Your flowers most often arrive tightly bound in wire and wrapped in cellophane. Take ALL of our super-duper wrapping and bands off of the botanicals. You are going to want where the wire binding was to be situated in your vase about 1 inch below the top off the vase. Remove all foliage that will fall below water line. Prepare a container/vase of lukewarm water treated with floral preservative (packet provided, or 1 t. sugar, 1 t. bleach, 2 t. lemon juice to 1 qt. water).
Next up, your flora needs a fresh cut! You want to cut at least ½” off the stems at a 45 degree angle with a clean sharp knife or floral clippers. We recommend a 45 degree angle to increase the surface area and allow your flora to drink more water as well as ensure they do not sit flush with the bottom of the vase/vessel for maximum water consumption and vase life. Immediately after cutting stems, place in treated water. It is best to slice and stick directly in to water to maximize consumption.
Just like us, your flowers are thirsty. Allow them time to drink and hydrate before arranging them. We recommend at least 2-4 hours. Make sure they are out of direct contact with heating/cooling vent.
After your flowers have hydrated and stems are rigid, it’s time to do your thing.
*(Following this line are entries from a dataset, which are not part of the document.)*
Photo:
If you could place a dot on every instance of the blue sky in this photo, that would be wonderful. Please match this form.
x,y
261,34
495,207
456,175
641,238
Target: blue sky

Feel free to leave the blooms as we have styled them, or try out a design of your own. Pro Tip-save out your favorite bloom and place in a votive cup or small vase next to your vanity or bedside table for an added touch of joy.
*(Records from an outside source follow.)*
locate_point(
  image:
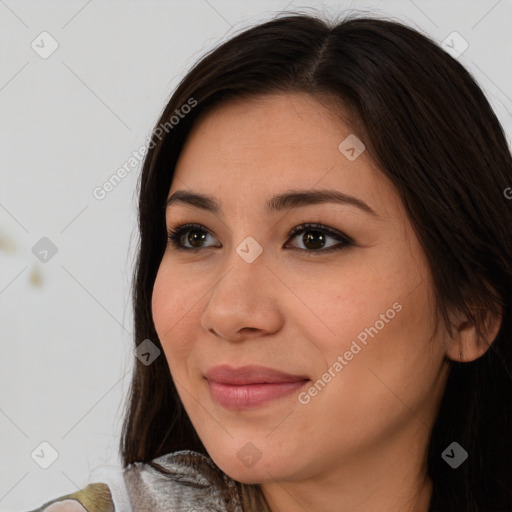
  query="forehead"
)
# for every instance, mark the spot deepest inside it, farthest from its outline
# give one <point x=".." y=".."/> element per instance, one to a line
<point x="259" y="146"/>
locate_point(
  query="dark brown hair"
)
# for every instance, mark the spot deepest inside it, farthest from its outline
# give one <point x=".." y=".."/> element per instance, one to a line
<point x="431" y="131"/>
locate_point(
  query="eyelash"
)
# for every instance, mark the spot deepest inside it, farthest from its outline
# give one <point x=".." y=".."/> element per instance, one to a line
<point x="175" y="233"/>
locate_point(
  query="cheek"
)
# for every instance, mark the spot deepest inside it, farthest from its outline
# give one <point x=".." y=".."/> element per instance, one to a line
<point x="174" y="305"/>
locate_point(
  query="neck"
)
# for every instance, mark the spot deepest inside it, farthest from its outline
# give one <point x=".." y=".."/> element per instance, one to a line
<point x="389" y="478"/>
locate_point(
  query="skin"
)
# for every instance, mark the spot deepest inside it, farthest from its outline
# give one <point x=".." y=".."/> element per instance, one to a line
<point x="360" y="443"/>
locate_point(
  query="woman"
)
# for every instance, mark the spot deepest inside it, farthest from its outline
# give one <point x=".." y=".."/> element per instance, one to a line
<point x="323" y="289"/>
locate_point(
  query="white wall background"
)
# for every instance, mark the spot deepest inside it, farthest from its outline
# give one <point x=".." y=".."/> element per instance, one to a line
<point x="67" y="123"/>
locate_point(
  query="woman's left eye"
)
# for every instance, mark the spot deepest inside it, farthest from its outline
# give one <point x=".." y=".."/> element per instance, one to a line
<point x="314" y="237"/>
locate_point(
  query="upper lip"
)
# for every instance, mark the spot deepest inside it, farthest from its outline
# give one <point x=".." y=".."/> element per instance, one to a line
<point x="251" y="374"/>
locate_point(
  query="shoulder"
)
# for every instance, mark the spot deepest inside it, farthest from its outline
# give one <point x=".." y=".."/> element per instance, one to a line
<point x="178" y="479"/>
<point x="182" y="480"/>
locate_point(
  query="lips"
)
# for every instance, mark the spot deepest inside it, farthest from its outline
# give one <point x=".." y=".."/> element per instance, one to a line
<point x="250" y="387"/>
<point x="251" y="374"/>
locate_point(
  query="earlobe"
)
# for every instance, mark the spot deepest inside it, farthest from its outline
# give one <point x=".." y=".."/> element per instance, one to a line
<point x="466" y="345"/>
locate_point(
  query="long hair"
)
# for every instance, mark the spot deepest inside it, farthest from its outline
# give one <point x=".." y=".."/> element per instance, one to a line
<point x="430" y="129"/>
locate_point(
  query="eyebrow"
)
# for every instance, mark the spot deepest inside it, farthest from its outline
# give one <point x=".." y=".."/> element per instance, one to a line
<point x="280" y="202"/>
Now the most challenging part…change water DAILY. Clean water prevents bacteria from growing (which causes a bad smell and your flowers to die…yikes!). Be a flower hero, flush out all the old water and add new. At a minimum, top off vase or container with fresh water daily. Some varieties of blooms, like hydrangea, can drink up to 1/4th cup of water each day. The life of each variety of flower is different and, as you can see, we like lots of variety in our bouquets. To keep your flowers fresh as long as possible, take out the flowers as they die so they don’t spread bacteria to the flowers that are still lovin’ life.